RAGSmith: A Framework for Finding the Optimal Composition of Retrieval-Augmented Generation Methods Across Datasets
Muhammed Yusuf Kartal, Suha Kagan Kose, Korhan Sevinç, Burak Aktas
TL;DR
RAGSmith addresses the limitation of optimizing RAG pipelines module-by-module by treating RAG design as a holistic architecture search. It introduces a nine-family modular RAG design space and uses a genetic algorithm to search through 46,080 configurations, evaluating end-to-end performance with a unified objective. Across six domain datasets derived from Wikipedia, RAGSmith consistently outperforms naive baselines, achieving an average improvement of +3.8% and notable gains in retrieval (+ up to +12.5%) and generation (+ up to +7.5%). The study identifies a robust backbone consisting of vector retrieval and reflection/revision, while emphasizing domain-adaptive augmentation and query-conditioning choices that depend on dataset characteristics and question-type distributions. These findings provide practical design principles and demonstrate the viability of evolutionary search for full-pipeline RAG optimization in real-world, domain-specific settings.
Abstract
Retrieval-Augmented Generation (RAG) quality depends on many interacting choices across retrieval, ranking, augmentation, prompting, and generation, so optimizing modules in isolation is brittle. We introduce RAGSmith, a modular framework that treats RAG design as an end-to-end architecture search over nine technique families and 46{,}080 feasible pipeline configurations. A genetic search optimizes a scalar objective that jointly aggregates retrieval metrics (recall@k, mAP, nDCG, MRR) and generation metrics (LLM-Judge and semantic similarity). We evaluate on six Wikipedia-derived domains (Mathematics, Law, Finance, Medicine, Defense Industry, Computer Science), each with 100 questions spanning factual, interpretation, and long-answer types. RAGSmith finds configurations that consistently outperform naive RAG baseline by +3.8\% on average (range +1.2\% to +6.9\% across domains), with gains up to +12.5\% in retrieval and +7.5\% in generation.
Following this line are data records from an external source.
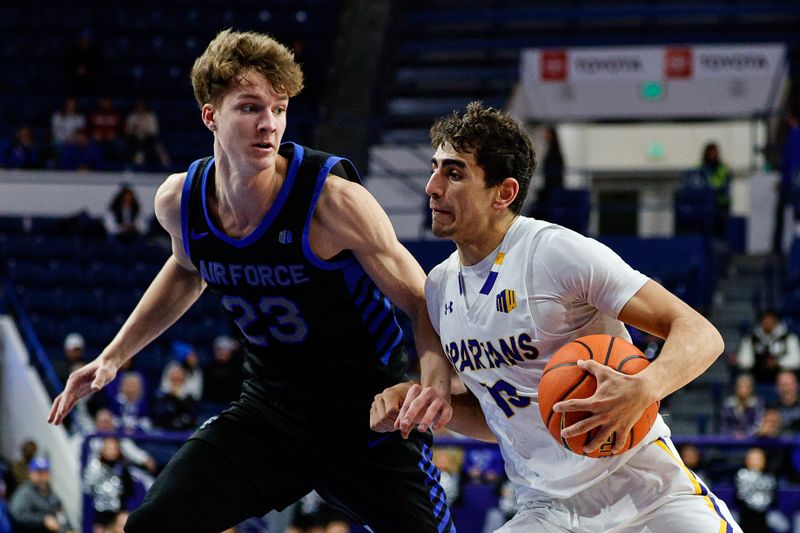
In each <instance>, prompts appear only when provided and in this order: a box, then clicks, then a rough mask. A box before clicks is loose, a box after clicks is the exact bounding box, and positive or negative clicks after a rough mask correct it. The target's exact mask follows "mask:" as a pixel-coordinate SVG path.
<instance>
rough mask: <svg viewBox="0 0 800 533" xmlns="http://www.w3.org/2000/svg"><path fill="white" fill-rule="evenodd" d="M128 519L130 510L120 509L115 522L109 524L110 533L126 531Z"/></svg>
mask: <svg viewBox="0 0 800 533" xmlns="http://www.w3.org/2000/svg"><path fill="white" fill-rule="evenodd" d="M127 521H128V511H120V512H118V513H117V517H116V518H115V519H114V522H113V523H112V524H111V525H110V526H109V528H108V533H125V523H126V522H127Z"/></svg>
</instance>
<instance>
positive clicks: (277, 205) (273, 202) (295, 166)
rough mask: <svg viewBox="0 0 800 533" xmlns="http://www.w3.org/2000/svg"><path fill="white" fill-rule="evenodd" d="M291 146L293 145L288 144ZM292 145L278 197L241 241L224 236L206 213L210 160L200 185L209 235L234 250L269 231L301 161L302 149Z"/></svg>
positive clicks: (240, 247) (283, 202)
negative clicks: (230, 245)
mask: <svg viewBox="0 0 800 533" xmlns="http://www.w3.org/2000/svg"><path fill="white" fill-rule="evenodd" d="M288 144H293V143H288ZM293 145H294V155H292V162H291V164H290V165H289V170H288V171H287V172H286V177H285V178H284V180H283V185H281V190H280V191H278V196H276V197H275V201H274V202H272V205H271V206H270V208H269V211H267V214H266V215H264V218H263V219H261V222H260V223H259V224H258V227H257V228H256V229H254V230H253V231H251V232H250V234H249V235H247V236H246V237H243V238H241V239H234V238H233V237H230V236H228V235H226V234H225V232H224V231H222V230H220V229H219V228H217V227H216V226H215V225H214V222H213V221H212V220H211V216H210V215H209V213H208V200H207V191H208V187H207V186H206V185H207V178H208V171H209V170H210V169H211V165H212V163H213V162H214V160H213V159H212V160H211V162H210V163H209V164H208V167H206V171H205V172H204V173H203V185H202V195H203V196H202V198H203V213H204V214H205V216H206V222H207V223H208V227H209V228H210V229H211V233H213V234H214V236H216V237H217V238H218V239H219V240H221V241H223V242H226V243H228V244H230V245H231V246H235V247H236V248H245V247H247V246H249V245H251V244H253V243H254V242H255V241H257V240H258V239H260V238H261V236H262V235H264V232H265V231H267V229H269V226H270V224H272V221H273V220H275V217H277V216H278V213H280V212H281V208H282V207H283V204H284V203H286V199H287V198H288V197H289V193H290V192H291V190H292V184H294V178H295V176H296V175H297V169H298V168H299V167H300V163H301V162H302V161H303V147H302V146H300V145H299V144H293Z"/></svg>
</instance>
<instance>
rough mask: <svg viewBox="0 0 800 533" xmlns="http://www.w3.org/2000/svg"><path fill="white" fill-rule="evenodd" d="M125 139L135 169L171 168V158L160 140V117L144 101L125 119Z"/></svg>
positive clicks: (136, 101)
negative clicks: (149, 107)
mask: <svg viewBox="0 0 800 533" xmlns="http://www.w3.org/2000/svg"><path fill="white" fill-rule="evenodd" d="M125 139H126V141H127V143H128V151H129V159H130V161H131V162H132V163H133V165H134V168H144V169H152V168H166V167H168V166H169V163H170V161H169V156H168V155H167V152H166V150H165V149H164V146H163V145H162V144H161V140H160V139H159V131H158V117H157V116H156V114H155V113H154V112H153V111H151V110H150V109H149V108H148V107H147V102H145V101H144V100H137V101H136V104H135V105H134V108H133V111H131V112H130V114H128V117H127V118H126V119H125Z"/></svg>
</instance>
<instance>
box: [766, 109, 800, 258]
mask: <svg viewBox="0 0 800 533" xmlns="http://www.w3.org/2000/svg"><path fill="white" fill-rule="evenodd" d="M786 124H787V126H788V130H787V132H786V140H785V141H784V145H783V154H782V157H781V159H782V161H781V181H780V183H779V184H778V204H777V205H776V206H775V232H774V235H773V239H772V251H773V252H774V253H776V254H783V234H784V212H785V210H786V207H787V206H792V207H793V208H794V220H795V221H797V220H798V219H800V116H798V113H797V110H795V109H789V110H788V111H787V113H786ZM796 226H797V224H796ZM794 234H795V235H800V232H798V227H795V228H794Z"/></svg>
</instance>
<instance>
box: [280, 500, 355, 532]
mask: <svg viewBox="0 0 800 533" xmlns="http://www.w3.org/2000/svg"><path fill="white" fill-rule="evenodd" d="M349 531H350V526H349V525H348V522H347V517H346V516H345V515H344V514H343V513H342V512H340V511H339V510H337V509H335V508H333V507H332V506H330V505H329V504H328V503H327V502H326V501H325V500H323V499H322V497H321V496H320V495H319V494H317V492H316V491H311V492H309V493H308V494H306V495H305V496H303V498H301V499H300V501H299V502H297V504H296V505H295V507H294V516H293V517H292V520H291V525H290V526H289V527H288V528H287V529H286V533H348V532H349Z"/></svg>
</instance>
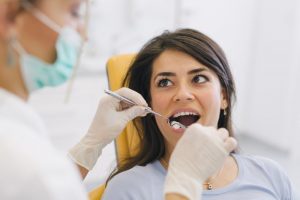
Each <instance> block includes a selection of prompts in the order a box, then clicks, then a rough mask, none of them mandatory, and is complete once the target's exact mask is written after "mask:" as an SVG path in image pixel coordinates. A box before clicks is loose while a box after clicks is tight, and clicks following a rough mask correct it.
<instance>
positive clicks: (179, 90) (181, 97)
mask: <svg viewBox="0 0 300 200" xmlns="http://www.w3.org/2000/svg"><path fill="white" fill-rule="evenodd" d="M194 99H195V96H194V95H193V93H192V91H191V89H190V88H189V87H187V86H180V87H178V88H177V90H176V93H175V95H174V98H173V100H174V101H176V102H184V101H193V100H194Z"/></svg>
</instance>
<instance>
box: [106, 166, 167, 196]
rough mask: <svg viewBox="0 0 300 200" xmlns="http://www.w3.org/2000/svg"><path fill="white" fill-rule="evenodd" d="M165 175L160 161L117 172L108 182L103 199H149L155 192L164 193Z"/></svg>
mask: <svg viewBox="0 0 300 200" xmlns="http://www.w3.org/2000/svg"><path fill="white" fill-rule="evenodd" d="M164 177H165V173H164V171H163V170H162V166H161V165H160V164H159V161H155V162H153V163H149V164H147V165H146V166H135V167H133V168H131V169H129V170H127V171H124V172H122V173H120V174H117V175H116V176H114V177H113V178H112V179H111V180H110V181H109V182H108V184H107V187H106V189H105V193H104V198H103V199H147V198H149V195H150V194H151V193H153V192H155V193H157V192H158V190H161V193H162V186H163V183H164ZM149 192H151V193H149ZM150 199H153V198H150Z"/></svg>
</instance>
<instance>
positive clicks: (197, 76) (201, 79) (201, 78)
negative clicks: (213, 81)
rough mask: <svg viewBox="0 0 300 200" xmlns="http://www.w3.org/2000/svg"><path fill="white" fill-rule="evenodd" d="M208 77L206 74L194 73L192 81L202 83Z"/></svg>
mask: <svg viewBox="0 0 300 200" xmlns="http://www.w3.org/2000/svg"><path fill="white" fill-rule="evenodd" d="M207 80H208V79H207V78H206V76H203V75H196V76H195V77H194V78H193V82H195V83H204V82H206V81H207Z"/></svg>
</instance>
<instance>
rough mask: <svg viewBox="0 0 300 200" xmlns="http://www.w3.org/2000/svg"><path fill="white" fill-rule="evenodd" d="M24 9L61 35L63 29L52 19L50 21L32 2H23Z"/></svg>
mask: <svg viewBox="0 0 300 200" xmlns="http://www.w3.org/2000/svg"><path fill="white" fill-rule="evenodd" d="M22 7H23V8H24V9H25V10H27V11H29V12H30V13H32V14H33V15H34V16H35V17H36V18H37V19H38V20H40V21H41V22H42V23H43V24H45V25H46V26H48V27H49V28H50V29H52V30H53V31H55V32H56V33H60V31H61V27H60V26H59V25H58V24H57V23H55V22H54V21H53V20H52V19H50V18H49V17H48V16H47V15H46V14H44V13H43V12H41V11H40V10H38V9H37V8H35V7H34V6H33V5H32V4H31V3H30V2H28V1H22Z"/></svg>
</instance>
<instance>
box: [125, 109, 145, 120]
mask: <svg viewBox="0 0 300 200" xmlns="http://www.w3.org/2000/svg"><path fill="white" fill-rule="evenodd" d="M121 112H122V113H123V114H124V115H123V116H125V118H126V119H125V120H126V121H131V120H133V119H134V118H136V117H139V116H146V115H147V113H148V112H147V111H146V110H145V107H144V106H132V107H131V108H128V109H126V110H123V111H121Z"/></svg>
The search typically explores $\approx 0.2\%$ of the space ($\sim 100$ candidates) and discovers a robust backbone -- vector retrieval plus post-generation reflection/revision -- augmented by domain-dependent choices in expansion, reranking, augmentation, and prompt reordering; passage compression is never selected. Improvement magnitude correlates with question type, with larger gains on factual/long-answer mixes than interpretation-heavy sets. These results provide practical, domain-aware guidance for assembling effective RAG systems and demonstrate the utility of evolutionary search for full-pipeline optimization.